I can run Crafty unchanged for two months and I'll guarantee that its rating
will start to drop significantly if I don't take time to fix the holes that
get exposed...






>
>>
>>So they are very strong, yes.  And if you want to lump these games together
>>with what we have so far, I don't have a problem with that.  So far, I am
>>counting:
>>
>>Humans 5 (counting Anand and Rohde vs Rebel)
>>progs  3
>>
>>at 40/2hr.  That is within reason for a 2400-2600 rating split, particularly
>>when the just-finished 5 games were played with little preparation by the GM
>>players, since they didn't know who they were playing 24 hours before they
>>played.
>>
>>Yes, I think the machines are doing well.  No I don't think they are 2500+
>>_yet_.  And the gaps in the program's knowledge are big enough that I don't
>>think that tactics alone will make up the difference.   It goes a long way,
>>but it doesn't close all the holes.
>>
>>One example (I won't name the GM because he asked me not to, and I won't name
>>the program because I am not certain of the hardware nor that the program was
>>that which was claimed since I only watched):
>>
>>The other nite on ICC, a GM friend of mine asked me to watch 2 games a friend
>>of his was playing against a computer.  The computer hardware was supposedly a
>>PIII/500 xeon (1 processor) running a program that everyone here thinks is a
>>very 'smart' one based on NPS.  In the two games I watched, the GM made it look
>>easy.  This 'smart' program seemed to not be real aware of the dangers of a
>>'distant passed pawn' and allowed the GM to create one, and trade material,
>>until it would see it was lost.  I wasn't playing the game, obviously, so I
>>can't say how 'hard' the GM was 'thinking', but my 'friend' (not the one that
>>was playing) commented on this.
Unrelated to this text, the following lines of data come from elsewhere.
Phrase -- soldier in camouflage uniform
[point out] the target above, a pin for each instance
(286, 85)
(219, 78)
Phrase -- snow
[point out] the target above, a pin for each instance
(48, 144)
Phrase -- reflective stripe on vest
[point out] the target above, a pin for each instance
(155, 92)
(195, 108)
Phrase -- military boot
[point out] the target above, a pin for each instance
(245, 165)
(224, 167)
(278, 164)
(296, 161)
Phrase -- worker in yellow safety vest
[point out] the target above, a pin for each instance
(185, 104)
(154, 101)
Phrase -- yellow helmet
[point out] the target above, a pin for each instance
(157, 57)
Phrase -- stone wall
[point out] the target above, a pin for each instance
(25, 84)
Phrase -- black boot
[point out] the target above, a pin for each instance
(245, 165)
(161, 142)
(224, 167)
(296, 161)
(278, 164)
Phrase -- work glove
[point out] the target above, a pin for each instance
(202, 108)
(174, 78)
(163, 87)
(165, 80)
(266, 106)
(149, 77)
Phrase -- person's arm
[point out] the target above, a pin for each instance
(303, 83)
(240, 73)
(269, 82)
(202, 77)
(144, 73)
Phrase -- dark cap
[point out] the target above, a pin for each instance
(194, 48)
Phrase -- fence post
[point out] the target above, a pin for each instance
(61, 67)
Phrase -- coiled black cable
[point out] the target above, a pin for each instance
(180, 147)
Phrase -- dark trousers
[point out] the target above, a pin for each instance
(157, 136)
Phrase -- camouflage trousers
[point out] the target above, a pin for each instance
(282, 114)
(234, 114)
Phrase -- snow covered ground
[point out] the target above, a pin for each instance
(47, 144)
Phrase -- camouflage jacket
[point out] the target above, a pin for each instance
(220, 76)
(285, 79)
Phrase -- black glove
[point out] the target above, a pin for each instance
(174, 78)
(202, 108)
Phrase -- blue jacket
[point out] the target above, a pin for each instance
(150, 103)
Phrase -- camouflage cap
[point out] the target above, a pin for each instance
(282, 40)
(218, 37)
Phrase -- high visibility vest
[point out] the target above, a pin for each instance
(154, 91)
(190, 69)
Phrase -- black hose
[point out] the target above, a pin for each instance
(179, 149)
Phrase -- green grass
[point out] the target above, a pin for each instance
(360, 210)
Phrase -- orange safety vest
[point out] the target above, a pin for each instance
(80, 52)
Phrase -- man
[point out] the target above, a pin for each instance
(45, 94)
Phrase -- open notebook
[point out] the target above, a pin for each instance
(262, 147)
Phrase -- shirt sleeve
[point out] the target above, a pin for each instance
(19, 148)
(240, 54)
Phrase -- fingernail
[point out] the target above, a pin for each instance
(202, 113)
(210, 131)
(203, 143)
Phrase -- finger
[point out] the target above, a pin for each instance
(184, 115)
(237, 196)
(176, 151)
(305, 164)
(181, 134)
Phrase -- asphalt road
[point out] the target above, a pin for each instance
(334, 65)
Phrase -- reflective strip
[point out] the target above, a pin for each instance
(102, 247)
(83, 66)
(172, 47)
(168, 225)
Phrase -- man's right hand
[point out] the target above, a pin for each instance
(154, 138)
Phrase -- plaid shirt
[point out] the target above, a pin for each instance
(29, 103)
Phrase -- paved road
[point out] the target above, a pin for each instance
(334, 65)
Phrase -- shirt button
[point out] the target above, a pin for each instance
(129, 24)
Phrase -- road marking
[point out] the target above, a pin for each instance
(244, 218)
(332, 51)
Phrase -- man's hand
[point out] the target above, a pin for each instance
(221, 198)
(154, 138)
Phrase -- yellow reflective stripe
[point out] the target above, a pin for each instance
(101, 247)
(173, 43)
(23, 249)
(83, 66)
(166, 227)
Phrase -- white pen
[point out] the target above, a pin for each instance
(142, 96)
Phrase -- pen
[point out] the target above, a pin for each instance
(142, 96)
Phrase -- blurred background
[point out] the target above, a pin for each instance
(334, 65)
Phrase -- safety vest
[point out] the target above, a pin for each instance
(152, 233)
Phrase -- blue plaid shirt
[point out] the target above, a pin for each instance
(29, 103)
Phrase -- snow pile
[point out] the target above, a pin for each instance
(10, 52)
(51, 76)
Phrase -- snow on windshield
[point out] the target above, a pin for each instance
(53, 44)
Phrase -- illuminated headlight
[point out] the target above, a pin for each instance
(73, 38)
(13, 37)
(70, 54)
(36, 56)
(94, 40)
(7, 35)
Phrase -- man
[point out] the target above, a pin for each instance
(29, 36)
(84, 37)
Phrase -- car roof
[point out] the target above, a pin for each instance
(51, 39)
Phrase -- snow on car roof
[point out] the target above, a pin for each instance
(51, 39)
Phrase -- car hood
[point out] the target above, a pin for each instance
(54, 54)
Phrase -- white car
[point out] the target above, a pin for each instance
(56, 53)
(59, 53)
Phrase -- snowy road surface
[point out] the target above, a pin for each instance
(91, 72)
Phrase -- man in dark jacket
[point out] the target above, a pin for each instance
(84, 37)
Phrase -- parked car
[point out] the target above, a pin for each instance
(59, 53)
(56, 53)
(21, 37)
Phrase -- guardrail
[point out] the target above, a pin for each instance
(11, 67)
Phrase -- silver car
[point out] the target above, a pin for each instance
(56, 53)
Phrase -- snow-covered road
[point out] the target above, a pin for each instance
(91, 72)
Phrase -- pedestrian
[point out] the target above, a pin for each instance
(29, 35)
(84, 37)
That is a _fatal_ mistake were this program
>>trying to make its way up the GM ranks, because word spreads, and it simply
>>gets rolled game after game.  I am pretty sure that until a GM finds this
>>'hole', that program will give them fits on decent hardware.  And I am also
>>sure that once a GM finds that hole, it is over except for the occasional
>>tactical mistake he will make that the program won't overlook.
>>
>>The thing we are 'missing' in the programs is the 'consistency' that GM players
>>have.  IE Shredder played very well throughout the tournament, yet reached a
>>position in the playoff that I doubt even a 2000 player would reach.  almost
>>zero mobility.  Cramped.  Inactive.  A position unlike one I have ever seen
>>while watching hundreds of GM games on the chess servers...  The problem is
>>_not_ impossible to solve.  But it is _not_ solved just yet.
>>
>>This match was 'data'.  Let's see how it looks when our data reaches 10 and
>>then 20 games.  So far we only have 8.  And 5-3 is not a horrible result for
>>the machines.  Unfortunately, based on prior experience, the programs tend to
>>win early games and lose later ones as the GM players spot weaknesses that
>>can be exploited.  Even IM players comment on the current crop of programs not
>>doing decently with 'king safety' and how they are all very insensitive to
>>long-term kingside attacks.  Playing on ICC will expose such.  If I didn't
>>tweak things regularly, or add code to handle cases I was not handling before,
>>I would do horribly on ICC.  Because after a while, players find the weaknesses
>>and then they sit on those over and over and over.  Unfortunately programs are
>>complex enough that fixing one often exposes more...
>
>So here's the race. Wekanesses are exposed making the programs suddenly dropping
>in performance, new versions are relesed doing well again, weaknesses are
>exposed and so on in a never ending story...
>This will not stop, I suppose, in the next 10 years or so... :-)
>


so it has been forever, so it shall be forever, I suspect, _until_ we get
those 32-piece EGTBs.  :)




>>Other opinions are welcomed of course.  This is only _mine_.